The Hillary Clinton camp is demanding that the Obama foreign policy aide, Samantha Power, be fired. Power, of course, gave an intemperate interview to the newspaper, The Scotsman, calling Mrs. Clinton "a monster,” and saying there are, essentially, no depths she will not stoop to.
It looks to me at the moment that this story won’t go away. The Clinton campaign will pump the well until it’s dry, while quietly pouring water in on the side to keep it moist.
And none of this is terrible. It’s politics.
But Samantha Power should not be fired, or forced to resign, or thrown over the side.
She made a mistake. She lost, for a moment, her manners. She apparently knew what she’d done immediately because she told the reporter that what she’d just said was off the record. But for whatever reason or reasons, good or bad, the reporter printed it anyway. When it was printed, a mini-storm erupted. Power apologized. "I should not have made these comments, and I deeply regret them," she said. She damned her quotes as "negative" and "personal.”
And that should be enough. Every staffer in every campaign has just been reminded — again — that it’s dangerous to run off at the mouth. They can’t be reminded enough! Believe me, I know. I was once a campaign staffer.
Power is young, 37. This is her first national campaign. She is hardly unsophisticated — she is a Harvard professor, a former journalist, and a Pulitzer Prize-winning historian — but she made a bush league mistake, a gaffe. In saying this, I use the definition Michael Kinsley popularized: a gaffe, in politics, is the accidental, untimed blurting of a truth.
But, when you work in a campaign and you care about your candidate, you come to harbor dark feelings about the competition. You can call this unprofessional, but you can also call it being human.
Everyone gets a mistake. Power just made hers. She is no doubt mortified. She has embarrassed her candidate and caused him harm. I’m sure she is hitting herself on the head.
Advice for the press: Come to her aid. Your livelihood depends in part on the willingness of people in or near power to tell you what they’re really thinking. Power did just that. Far more important, a healthy democracy benefits from the regular releasing of verbal steam. Democracy benefits from candor. Voters learn from it. In this case we appeared to learn what all of us had previously guessed: the Obama and Clinton camps are full of people who really don’t like each other.

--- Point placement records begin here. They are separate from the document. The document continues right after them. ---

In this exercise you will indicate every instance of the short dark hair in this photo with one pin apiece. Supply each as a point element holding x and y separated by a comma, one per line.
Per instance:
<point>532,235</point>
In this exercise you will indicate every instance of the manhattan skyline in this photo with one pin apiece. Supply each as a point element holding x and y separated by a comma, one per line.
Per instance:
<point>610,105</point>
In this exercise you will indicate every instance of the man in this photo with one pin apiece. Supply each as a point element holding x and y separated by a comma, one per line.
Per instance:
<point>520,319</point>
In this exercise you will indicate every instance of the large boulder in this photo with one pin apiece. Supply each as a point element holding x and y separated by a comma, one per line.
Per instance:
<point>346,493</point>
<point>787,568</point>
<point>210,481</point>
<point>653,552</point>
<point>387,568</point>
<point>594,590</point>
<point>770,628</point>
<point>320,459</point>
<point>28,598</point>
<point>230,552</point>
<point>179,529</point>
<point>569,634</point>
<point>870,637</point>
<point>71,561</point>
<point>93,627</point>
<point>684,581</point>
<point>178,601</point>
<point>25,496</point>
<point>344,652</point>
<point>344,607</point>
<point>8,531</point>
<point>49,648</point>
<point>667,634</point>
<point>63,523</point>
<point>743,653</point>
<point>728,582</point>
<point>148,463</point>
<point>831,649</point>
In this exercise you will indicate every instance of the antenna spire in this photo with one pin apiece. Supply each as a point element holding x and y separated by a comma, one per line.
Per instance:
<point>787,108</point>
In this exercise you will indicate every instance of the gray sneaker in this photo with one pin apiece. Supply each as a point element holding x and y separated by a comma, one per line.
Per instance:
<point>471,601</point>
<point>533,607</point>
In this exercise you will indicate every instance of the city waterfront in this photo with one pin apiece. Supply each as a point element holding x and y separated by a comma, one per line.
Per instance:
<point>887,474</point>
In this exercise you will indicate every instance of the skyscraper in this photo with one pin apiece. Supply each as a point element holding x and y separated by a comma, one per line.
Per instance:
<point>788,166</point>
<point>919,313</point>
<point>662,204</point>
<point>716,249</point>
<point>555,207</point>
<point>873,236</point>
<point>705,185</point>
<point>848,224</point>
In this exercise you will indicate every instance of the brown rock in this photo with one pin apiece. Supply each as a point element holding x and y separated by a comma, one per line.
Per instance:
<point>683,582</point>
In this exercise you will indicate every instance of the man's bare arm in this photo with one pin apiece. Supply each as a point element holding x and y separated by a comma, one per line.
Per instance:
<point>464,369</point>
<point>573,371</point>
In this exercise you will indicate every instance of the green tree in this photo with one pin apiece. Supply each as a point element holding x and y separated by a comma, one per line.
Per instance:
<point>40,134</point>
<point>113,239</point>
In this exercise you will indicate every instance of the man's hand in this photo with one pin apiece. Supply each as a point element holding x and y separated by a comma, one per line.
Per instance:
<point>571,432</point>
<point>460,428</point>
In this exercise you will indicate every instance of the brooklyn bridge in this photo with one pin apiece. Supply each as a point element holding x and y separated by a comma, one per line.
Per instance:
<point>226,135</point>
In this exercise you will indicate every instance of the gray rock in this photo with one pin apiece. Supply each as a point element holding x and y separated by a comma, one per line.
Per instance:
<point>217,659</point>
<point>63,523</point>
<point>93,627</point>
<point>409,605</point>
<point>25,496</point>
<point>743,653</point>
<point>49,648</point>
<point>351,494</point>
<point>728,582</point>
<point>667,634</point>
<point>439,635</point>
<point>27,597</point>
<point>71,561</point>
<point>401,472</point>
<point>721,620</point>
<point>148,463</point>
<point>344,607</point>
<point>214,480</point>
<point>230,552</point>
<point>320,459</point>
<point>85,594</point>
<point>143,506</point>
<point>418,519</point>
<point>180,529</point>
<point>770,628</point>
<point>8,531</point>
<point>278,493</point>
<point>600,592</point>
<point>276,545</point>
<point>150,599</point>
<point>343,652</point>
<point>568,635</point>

The latest question being bandied about in the Questionsphere is: Is it possible the Democrats will be able to field a strong and winning Clinton-Obama ticket, or an Obama-Clinton ticket? Is it possible both campaigns could come together? What does the Power interview suggest to you about the answer to that question?
(People have been wondering, when they think about the dream ticket, whether it matters that the Clintons are the Hatfields and the Obamas are the McCoys. Does it matter that they don’t like each other? Some people think no. I think yes. It matters a lot. -Presidents work closely with Vice Presidents. They have offices down the hall from each other. Their staffs work in the same complex and meet in the mess together. It is now modern tradition that the President and Vice President have lunch together once a week. It matters that they can operate with trust and respect. It mattered that the Clintons and the Gores really liked each other in 1992, and it mattered — it was news — that the Gores, in the late 1990’s, began to feel a detachment, a disappointment in the Clintons. George W. Bush and Dick Cheney were close. George H.W. Bush liked Dan Quayle a lot. President and Vice Presidents want to get along. Do you want to work closely, intensely, with a partner you dislike?)

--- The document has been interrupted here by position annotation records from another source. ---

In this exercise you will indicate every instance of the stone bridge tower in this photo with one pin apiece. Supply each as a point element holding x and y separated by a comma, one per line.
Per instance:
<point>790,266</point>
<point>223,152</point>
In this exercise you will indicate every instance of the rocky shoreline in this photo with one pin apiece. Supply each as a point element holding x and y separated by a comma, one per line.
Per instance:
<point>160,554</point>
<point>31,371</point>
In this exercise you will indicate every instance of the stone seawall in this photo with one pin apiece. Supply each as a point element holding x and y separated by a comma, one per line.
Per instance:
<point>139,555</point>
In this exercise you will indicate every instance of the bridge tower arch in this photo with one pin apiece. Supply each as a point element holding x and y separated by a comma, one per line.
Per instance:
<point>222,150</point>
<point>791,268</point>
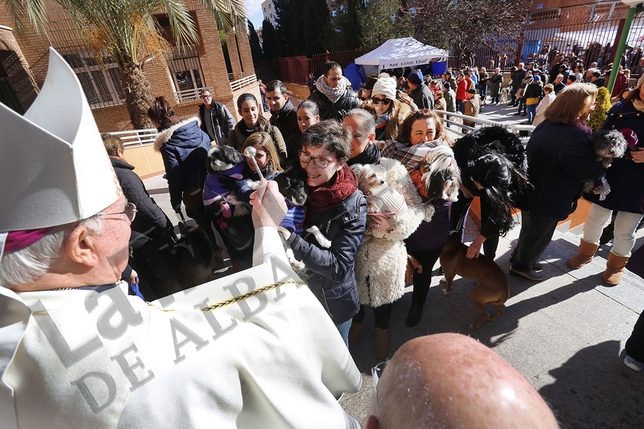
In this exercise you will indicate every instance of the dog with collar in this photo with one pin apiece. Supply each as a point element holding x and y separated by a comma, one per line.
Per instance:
<point>493,286</point>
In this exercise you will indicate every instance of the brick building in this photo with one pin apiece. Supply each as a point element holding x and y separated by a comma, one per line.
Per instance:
<point>23,66</point>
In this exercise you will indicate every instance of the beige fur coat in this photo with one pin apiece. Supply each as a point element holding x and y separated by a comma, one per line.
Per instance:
<point>381,262</point>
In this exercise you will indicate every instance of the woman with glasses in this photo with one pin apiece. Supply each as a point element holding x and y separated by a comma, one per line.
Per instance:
<point>560,160</point>
<point>253,121</point>
<point>382,257</point>
<point>339,210</point>
<point>391,112</point>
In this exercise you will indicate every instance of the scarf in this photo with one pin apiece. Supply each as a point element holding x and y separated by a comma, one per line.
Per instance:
<point>336,190</point>
<point>333,94</point>
<point>370,155</point>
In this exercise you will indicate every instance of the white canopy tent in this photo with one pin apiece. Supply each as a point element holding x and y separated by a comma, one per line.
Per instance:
<point>405,52</point>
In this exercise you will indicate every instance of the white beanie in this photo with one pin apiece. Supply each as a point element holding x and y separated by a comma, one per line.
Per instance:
<point>385,86</point>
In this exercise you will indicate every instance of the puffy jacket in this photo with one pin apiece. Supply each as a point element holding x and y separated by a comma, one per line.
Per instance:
<point>334,282</point>
<point>184,148</point>
<point>149,217</point>
<point>560,160</point>
<point>221,119</point>
<point>337,110</point>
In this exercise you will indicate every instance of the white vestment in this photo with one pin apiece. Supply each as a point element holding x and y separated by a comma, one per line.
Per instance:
<point>87,359</point>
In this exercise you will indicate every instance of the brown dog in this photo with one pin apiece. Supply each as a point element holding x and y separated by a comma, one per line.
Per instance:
<point>493,286</point>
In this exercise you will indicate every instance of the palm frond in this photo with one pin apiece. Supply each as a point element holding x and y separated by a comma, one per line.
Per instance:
<point>27,10</point>
<point>229,14</point>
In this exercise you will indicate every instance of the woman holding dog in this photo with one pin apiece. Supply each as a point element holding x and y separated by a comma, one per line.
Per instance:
<point>236,229</point>
<point>421,133</point>
<point>560,160</point>
<point>184,148</point>
<point>625,178</point>
<point>252,121</point>
<point>382,257</point>
<point>337,207</point>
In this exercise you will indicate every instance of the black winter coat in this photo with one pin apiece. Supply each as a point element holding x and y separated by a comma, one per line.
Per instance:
<point>560,160</point>
<point>337,110</point>
<point>221,119</point>
<point>334,281</point>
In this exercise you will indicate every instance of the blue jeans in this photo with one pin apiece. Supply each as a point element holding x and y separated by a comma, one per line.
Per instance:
<point>344,330</point>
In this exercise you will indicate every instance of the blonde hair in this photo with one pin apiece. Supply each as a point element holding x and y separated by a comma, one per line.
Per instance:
<point>571,103</point>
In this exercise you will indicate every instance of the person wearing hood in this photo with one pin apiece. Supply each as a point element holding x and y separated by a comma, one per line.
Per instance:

Advice to the Clinton campaign: Everyone thinks you’re ruthless, rough and tough. And in going after Power all day Thursday and Friday you showed how ruthless and tough you are. But you don’t really have to show it all the time. It is not endearing. It is not admirable, either. Do some jujitsu. Flip it, surprise your foes; show grace. Say you accept Power’s apology and don’t want to see a young woman lose her job. "There’s been enough job loss in America already." Shock ‘em and show some class.
To the Obama campaign: If Mrs. Clinton’s surrogates and aides succeed in keeping the focus on Power, and it becomes a daily distraction, you may have to ask her to step down. But do it only for the duration of the primary campaign. If you get the nomination, bring her back after her few months in Purgatory. Give her another chance.

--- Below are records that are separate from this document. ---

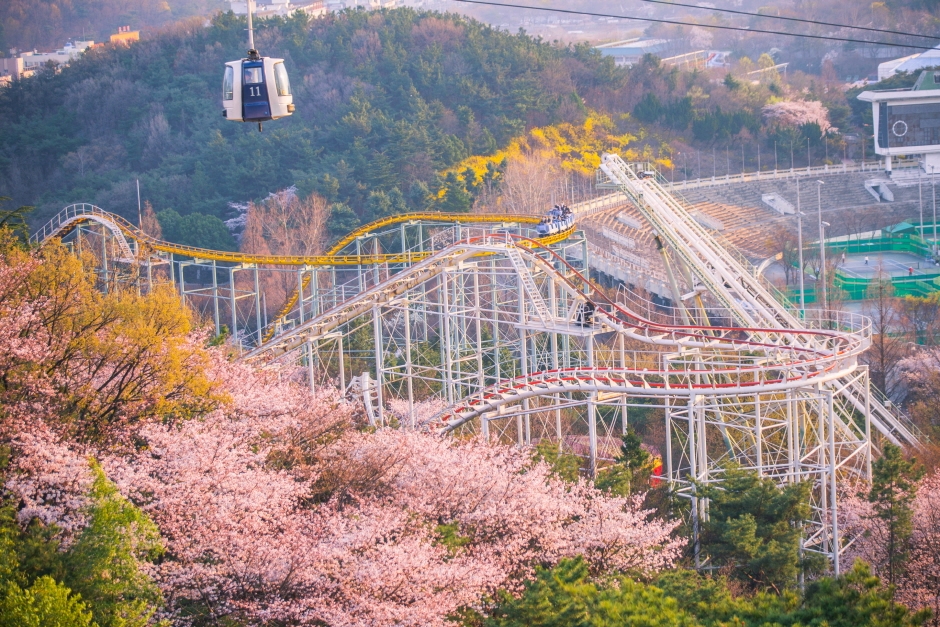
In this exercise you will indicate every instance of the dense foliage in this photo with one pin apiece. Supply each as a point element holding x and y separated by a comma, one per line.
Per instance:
<point>385,101</point>
<point>145,476</point>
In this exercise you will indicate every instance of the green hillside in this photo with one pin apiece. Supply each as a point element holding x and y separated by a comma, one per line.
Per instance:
<point>385,101</point>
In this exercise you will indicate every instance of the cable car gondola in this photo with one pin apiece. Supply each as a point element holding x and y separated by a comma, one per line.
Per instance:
<point>256,89</point>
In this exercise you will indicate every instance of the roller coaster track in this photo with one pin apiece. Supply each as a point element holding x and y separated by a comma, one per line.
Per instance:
<point>122,230</point>
<point>73,215</point>
<point>729,281</point>
<point>518,345</point>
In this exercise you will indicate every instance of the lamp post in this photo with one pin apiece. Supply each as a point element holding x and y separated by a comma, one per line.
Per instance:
<point>799,244</point>
<point>822,244</point>
<point>920,198</point>
<point>933,186</point>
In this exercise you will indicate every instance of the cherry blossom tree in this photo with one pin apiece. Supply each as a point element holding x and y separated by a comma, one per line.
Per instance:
<point>795,113</point>
<point>919,585</point>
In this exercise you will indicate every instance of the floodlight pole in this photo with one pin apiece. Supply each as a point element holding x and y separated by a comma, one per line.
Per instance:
<point>251,30</point>
<point>822,245</point>
<point>933,186</point>
<point>920,198</point>
<point>799,239</point>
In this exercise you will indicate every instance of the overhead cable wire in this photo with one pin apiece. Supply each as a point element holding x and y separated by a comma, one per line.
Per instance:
<point>893,44</point>
<point>882,31</point>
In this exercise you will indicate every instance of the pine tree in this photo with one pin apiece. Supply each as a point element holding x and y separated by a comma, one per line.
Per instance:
<point>753,529</point>
<point>894,486</point>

Update: I just got the news that Power has resigned. Too bad. Clever on the part of the Obama campaign — they just stopped the next few days of Power debates. And, in the end, a loss to the Clinton campaign. You’re so rough and tough. Thanks. Got the message.
Advice to the JFK School at Harvard: Throw Power a lunch, gather ‘round your professor, invite all the students and debrief her. A two hour Q & A. "What I Learned in the ‘08 Campaign." She’ll have a lot to say. And now she can say it without losing her job.